Is that fair? Aren’t the two societies fundamentally similar – the same coordination of effort, the same division of labor, the same spirit of cooperation that helps preserve the collective, and therefore individual, well-being? Aren’t the societies of ants and of humans the same kind of a society?

It depends. There is no uniform answer because there is no uniformity in human societies. They come in two basic varieties. One is based on some “Truth” – religious, social, racial. Naturally, these give no leeway for thinking, since in them the Truth has already been ascertained. It is known exactly what is right and what is wrong, what is true and what is false; nothing is left to think about. Such Truth-based societies – Nazi, Communist, Islamic states – do not differ from the ant society at all, because neither has any use for brains.
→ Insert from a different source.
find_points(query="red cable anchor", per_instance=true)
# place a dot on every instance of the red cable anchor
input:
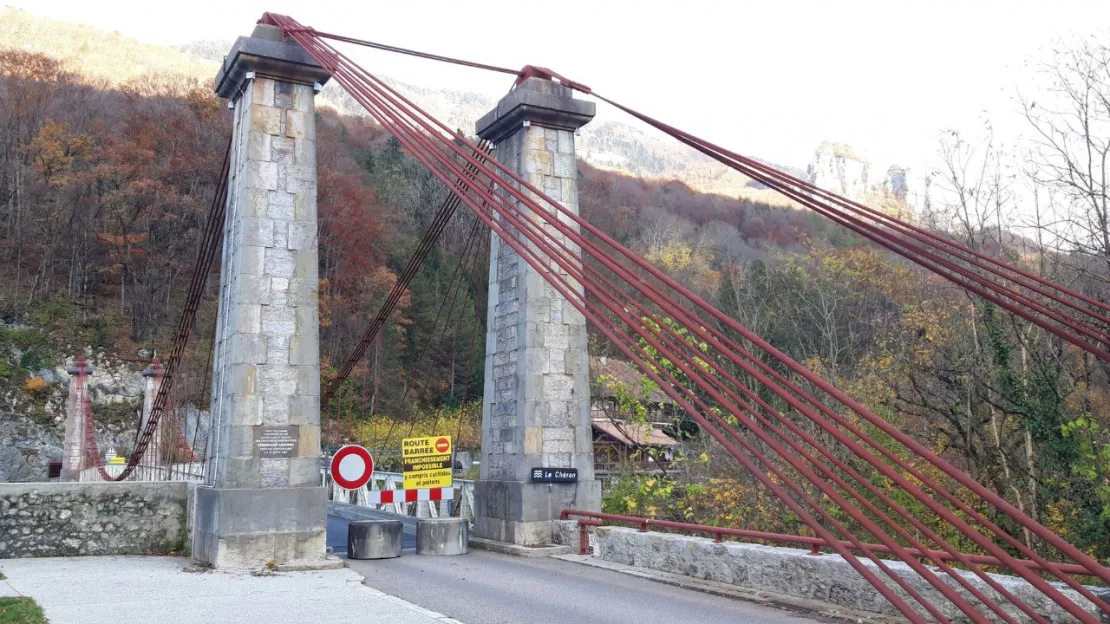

In the ant society thinking is substituted by an instinct, in human societies it is replaced with some Truth. In both cases the behavior is programmed.

But while there are many “colonies of humans” – places like North Korea, China, Saudi Arabia, Iran – there are human “civilizations” too. These are based on realization that there is no getting at grand “Truth,” that each of us has his or her own vision of what is true, that these visions have to be balanced through compromise, and those of the majority given a status of official policy. Hence elections at regular intervals, and free speech to get at every side of the issue at hand. In “civilizations” the use of brains is paramount, while in a “colony” it is impossible. That’s the main difference between the two.

And today, as terrorists confront the West, are we in for the “clash of civilizations?” The answer is, again, “it depends.” It is a “clash of civilizations” when people from Western Europe clash in the press with the Americans on how to deal with the looming threat. There can be – and there recently was – a “clash of civilizations” at the UN between France and the US, for example. But there is no clash of civilizations when America engages militarily against the jihadis – because those on the other side are not a “civilization,” but a mere colony of humans blinded by their Truth.

When one of the sides engaged in the clash is not a civilization, can we call the resulting conflict a “clash of civilizations”? The answer is an obvious “No.”